Cornmeal Waffles With Spicy Chili
By Paula DeenJUMP TO RECIPE
- 1 3/4 cups all purpose flour
- 1 1/4 cups yellow cornmeal
- 1 tablespoon baking powder
- 1 teaspoon sugar
- 1 teaspoon plus 1 teaspoon for chili salt
- 2 cups milk
- 3 tablespoons vegetable oil
- 2 large eggs
- 1 lb lean ground chuck
- 1 chopped onion
- 1 chopped green bell pepper
- 2 cloves minced garlic
- 2 tablespoons chili powder
- 1 tablespoon ground cumin
- 1 tablespoon fresh ground black pepper
- 2 (15 oz) cans ranch-style beans
- 1 (15 oz) can tomato sauce
- 1 (15 oz) can drained niblet corn
- 1 (10 oz) can diced tomatoes and green chiles
- shredded, for garnish cheddar cheese
- for garnish sour cream
- for garnish fresh cilantro
Preheat waffle iron according to manufacturer’s instructions.

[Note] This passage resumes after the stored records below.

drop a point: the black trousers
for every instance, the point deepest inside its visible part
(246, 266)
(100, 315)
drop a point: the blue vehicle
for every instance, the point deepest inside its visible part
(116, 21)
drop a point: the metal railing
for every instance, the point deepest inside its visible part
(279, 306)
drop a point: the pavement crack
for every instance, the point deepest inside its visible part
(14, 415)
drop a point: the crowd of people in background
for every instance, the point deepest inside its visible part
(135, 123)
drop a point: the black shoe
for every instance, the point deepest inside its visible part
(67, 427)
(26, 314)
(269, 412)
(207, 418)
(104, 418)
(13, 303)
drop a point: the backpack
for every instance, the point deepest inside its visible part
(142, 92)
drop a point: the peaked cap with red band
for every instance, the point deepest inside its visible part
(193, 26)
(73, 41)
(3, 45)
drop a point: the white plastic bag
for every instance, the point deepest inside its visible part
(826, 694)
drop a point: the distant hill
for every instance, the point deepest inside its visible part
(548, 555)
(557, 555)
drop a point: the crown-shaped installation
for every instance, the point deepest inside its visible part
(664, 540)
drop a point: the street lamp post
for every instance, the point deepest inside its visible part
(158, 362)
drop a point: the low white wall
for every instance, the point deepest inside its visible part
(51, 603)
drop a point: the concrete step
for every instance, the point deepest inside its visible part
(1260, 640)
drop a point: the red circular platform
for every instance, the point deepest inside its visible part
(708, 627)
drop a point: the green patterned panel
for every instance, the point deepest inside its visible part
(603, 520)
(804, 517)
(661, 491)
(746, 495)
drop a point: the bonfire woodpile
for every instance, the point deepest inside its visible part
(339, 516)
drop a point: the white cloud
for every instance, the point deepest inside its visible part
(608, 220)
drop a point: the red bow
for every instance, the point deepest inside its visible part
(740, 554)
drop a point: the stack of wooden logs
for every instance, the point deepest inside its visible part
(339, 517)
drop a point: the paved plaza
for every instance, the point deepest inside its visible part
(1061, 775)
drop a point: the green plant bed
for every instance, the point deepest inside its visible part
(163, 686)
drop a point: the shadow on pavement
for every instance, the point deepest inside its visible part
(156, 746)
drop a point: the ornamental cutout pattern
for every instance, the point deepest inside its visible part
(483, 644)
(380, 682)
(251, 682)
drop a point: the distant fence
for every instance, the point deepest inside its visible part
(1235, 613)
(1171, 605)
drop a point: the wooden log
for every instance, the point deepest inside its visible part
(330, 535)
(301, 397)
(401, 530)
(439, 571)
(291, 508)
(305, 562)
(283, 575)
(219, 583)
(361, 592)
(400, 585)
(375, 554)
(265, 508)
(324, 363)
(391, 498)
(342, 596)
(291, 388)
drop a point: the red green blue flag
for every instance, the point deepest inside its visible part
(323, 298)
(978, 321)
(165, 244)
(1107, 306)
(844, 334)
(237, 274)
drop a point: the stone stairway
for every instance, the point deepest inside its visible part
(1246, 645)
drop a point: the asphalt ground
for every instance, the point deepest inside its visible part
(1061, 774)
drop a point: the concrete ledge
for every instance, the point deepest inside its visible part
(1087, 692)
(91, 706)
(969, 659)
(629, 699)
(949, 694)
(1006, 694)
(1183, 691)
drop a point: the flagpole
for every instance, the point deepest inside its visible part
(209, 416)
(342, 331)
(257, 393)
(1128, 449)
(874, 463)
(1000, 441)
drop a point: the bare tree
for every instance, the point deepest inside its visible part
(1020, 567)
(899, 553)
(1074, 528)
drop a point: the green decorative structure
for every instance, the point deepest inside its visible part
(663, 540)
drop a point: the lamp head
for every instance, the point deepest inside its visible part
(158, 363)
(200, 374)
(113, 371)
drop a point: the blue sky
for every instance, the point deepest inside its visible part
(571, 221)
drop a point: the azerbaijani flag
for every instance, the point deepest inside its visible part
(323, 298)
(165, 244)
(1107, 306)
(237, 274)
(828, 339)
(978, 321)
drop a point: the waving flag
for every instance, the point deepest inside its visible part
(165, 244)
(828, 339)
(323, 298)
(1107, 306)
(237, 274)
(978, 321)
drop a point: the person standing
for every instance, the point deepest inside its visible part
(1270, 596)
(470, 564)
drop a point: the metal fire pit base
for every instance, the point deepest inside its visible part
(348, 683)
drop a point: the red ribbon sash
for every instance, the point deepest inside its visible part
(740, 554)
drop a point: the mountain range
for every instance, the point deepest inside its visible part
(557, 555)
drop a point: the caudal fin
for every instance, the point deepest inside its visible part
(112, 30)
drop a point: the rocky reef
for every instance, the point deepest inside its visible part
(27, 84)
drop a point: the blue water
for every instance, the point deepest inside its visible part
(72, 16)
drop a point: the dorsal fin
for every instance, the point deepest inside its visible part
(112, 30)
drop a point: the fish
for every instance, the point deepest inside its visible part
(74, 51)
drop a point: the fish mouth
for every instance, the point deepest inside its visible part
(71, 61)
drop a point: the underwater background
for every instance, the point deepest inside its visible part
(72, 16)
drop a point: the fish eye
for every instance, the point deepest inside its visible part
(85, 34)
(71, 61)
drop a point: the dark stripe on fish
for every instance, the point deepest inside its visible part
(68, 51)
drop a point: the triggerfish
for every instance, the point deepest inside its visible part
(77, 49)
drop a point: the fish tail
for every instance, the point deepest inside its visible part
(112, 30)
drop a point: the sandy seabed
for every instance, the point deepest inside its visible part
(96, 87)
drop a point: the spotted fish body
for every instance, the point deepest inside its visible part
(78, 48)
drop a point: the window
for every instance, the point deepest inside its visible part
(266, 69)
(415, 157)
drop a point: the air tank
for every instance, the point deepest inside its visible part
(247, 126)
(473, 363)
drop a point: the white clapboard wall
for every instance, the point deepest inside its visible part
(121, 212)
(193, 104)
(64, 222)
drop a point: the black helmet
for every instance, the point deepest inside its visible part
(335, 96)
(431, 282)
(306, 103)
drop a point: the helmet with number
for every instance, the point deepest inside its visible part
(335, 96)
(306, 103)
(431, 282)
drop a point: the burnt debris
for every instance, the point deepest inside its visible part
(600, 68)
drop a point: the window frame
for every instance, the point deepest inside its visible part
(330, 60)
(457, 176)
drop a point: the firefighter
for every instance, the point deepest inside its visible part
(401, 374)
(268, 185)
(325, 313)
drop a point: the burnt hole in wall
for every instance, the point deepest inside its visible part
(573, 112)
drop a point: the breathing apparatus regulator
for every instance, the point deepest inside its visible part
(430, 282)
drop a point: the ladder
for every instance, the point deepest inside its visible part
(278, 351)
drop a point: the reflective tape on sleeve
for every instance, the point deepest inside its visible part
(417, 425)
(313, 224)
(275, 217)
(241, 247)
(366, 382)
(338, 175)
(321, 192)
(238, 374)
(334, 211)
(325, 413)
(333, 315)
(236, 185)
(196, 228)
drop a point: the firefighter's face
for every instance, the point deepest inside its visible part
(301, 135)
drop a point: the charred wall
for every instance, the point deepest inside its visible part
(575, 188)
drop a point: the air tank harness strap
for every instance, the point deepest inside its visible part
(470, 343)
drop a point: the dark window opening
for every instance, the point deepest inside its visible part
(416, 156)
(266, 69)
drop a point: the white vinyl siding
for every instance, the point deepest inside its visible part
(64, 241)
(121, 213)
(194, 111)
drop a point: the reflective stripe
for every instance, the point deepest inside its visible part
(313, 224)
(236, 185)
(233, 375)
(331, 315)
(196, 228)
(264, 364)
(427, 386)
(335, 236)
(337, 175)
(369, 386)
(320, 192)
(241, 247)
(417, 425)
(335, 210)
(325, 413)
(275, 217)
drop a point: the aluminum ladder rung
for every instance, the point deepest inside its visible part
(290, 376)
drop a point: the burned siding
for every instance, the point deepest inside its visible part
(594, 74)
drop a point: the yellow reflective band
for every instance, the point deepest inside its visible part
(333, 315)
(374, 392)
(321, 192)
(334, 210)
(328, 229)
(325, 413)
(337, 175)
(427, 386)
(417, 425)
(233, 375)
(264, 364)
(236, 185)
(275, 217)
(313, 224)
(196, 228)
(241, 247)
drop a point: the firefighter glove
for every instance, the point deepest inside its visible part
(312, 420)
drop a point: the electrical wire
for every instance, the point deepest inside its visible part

In a large bowl, combine flour, cornmeal, baking powder, sugar and salt. Add milk, oil, and eggs; stirring until smooth. Pour batter onto hot waffle iron and bake in batches. Set aside and keep warm.
Serve with Spicy Chili. Garnish with shredded Cheddar, sour cream and chopped fresh cilantro.
In a large Dutch oven over medium-high heat, brown ground chuck, until beef is crumbly. Stir in onion, bell pepper, garlic, chili powder, cumin, salt and pepper.
Stir in beans, tomato sauce, corn, diced tomatoes and green chiles. Reduce heat and simmer 30 minutes uncovered, stirring occasionally.